Dieter Stiefel: Camillo Castiglioni oder Die Metaphysik der Haifische
Wien, Köln, Weimar: Böhlau Verlag 2012
350 Seiten, Euro 29.90
ISBN 978-3-205-78832-4
Eine der erstaunlichsten Karrieren der österreichischen Industriegeschichte war jene von Camillo Castiglioni. Sie wurde von der bisherigen Geschichtsschreibung sehr vernachlässigt, aber nun hat der Wiener Wirtschaftshistoriker Dieter Stiefel, der sehr lange über Castiglioni geforscht hat, seine Ergebnisse publiziert.
Über Castiglionis 1911 verstorbenen Vater, den Oberrabbiner von Rom Vittorio Issaco, vielleicht auch die Stiefgeschwister oder die weitere Familie seines Vaters wären in Italien aber sicher noch weitere Forschungen möglich. Das jüdische Erbe interessierte den Sohn nicht; er liess sich taufen, war drei Mal verheiratet, zuletzt mit der Schauspielerin Iphigenie Augusta Buchmann, und hatte drei Kinder. Die Tochter Jolanda hat Stiefel 1991 noch interviewt.

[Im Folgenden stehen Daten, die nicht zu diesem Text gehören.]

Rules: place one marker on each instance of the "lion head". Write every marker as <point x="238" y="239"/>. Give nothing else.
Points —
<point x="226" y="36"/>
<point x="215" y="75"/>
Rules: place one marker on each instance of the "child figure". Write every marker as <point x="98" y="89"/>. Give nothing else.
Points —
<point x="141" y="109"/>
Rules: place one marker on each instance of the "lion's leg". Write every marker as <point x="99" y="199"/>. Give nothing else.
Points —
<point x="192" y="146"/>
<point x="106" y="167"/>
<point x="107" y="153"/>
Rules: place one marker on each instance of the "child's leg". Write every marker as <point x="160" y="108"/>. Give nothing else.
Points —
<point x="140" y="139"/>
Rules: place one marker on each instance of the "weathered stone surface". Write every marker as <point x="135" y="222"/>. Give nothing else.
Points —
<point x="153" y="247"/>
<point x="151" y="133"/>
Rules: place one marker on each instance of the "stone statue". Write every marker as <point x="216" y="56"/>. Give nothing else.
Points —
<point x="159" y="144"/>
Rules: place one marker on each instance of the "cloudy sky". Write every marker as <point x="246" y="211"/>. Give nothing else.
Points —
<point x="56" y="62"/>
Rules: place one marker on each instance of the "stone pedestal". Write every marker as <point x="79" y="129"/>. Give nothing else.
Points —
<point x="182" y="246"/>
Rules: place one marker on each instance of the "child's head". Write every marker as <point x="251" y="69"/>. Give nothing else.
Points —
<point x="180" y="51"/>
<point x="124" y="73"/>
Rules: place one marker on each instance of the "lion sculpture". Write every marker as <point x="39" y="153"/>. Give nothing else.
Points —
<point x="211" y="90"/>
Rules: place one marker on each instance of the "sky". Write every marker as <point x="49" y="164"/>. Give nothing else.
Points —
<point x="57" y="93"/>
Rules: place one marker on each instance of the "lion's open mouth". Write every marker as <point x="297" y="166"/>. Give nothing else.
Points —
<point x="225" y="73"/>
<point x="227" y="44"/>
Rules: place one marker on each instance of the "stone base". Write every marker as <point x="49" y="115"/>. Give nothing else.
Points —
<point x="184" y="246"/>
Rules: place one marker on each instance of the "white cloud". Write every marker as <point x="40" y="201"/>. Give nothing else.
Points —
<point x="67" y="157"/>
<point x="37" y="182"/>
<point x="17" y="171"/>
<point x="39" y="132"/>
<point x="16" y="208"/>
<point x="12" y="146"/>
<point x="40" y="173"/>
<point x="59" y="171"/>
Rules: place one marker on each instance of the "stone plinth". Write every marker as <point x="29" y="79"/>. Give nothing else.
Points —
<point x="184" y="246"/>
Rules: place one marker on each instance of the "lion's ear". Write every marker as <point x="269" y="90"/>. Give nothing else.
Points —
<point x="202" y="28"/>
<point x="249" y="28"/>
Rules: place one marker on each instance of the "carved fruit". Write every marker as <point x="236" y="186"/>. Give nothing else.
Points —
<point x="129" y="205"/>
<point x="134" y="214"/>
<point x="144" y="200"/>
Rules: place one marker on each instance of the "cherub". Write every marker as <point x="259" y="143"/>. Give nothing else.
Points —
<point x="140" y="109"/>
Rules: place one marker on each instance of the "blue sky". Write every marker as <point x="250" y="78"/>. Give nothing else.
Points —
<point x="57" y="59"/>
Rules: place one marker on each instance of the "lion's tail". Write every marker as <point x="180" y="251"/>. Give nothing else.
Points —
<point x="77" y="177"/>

Seine Karriere begann als Beamter und ab 1904 als kaufmännischer Direktor der Kautschukfabrik Continentale. Später wurde er Eigentümer der wichtigsten österreichischen Auto- und Flugzeugfirmen und in der Ersten Republik Präsident der Allgemeinen Depositenbank. Als Mäzen finanzierte er das „Neue Wiener Journal" und die Boulevardblätter „Die Stunde" und „Die Börse" von Emmerich Bekessy. Über den Elbemühl Papierkonzern kontrollierte er das „Extrablatt", die „Mittagszeitung" und die „Wiener Allgemeine Zeitung". Er finanzierte aber auch den Wiener Volksbildungsverein, die Salzburger Festspiele und das Theater in der Josefstadt
In den zwanziger Jahren begann mit Fehlspekulationen und dem Konkurs der Allgemeinen Depositenbank 1924 sein Abstieg. Seine Kunstsammlung und seine Bibliothek liess er versteigern. Das Wiener Palais steht heute nicht mehr; sehr wohl aber die Villa am Grundlsee, in der von 1942 bis 1945 die Privatbibliothek Hitlers eingelagert war.
Castiglioni übersiedelte in den zwanziger Jahren nach Berlin. In der NS-Zeit flüchtete er in die Schweiz und nach Italien, wo er sich in einem Kloster versteckt hielt. Er starb 1957 und ist am katholischen Friedhof von Rom begraben.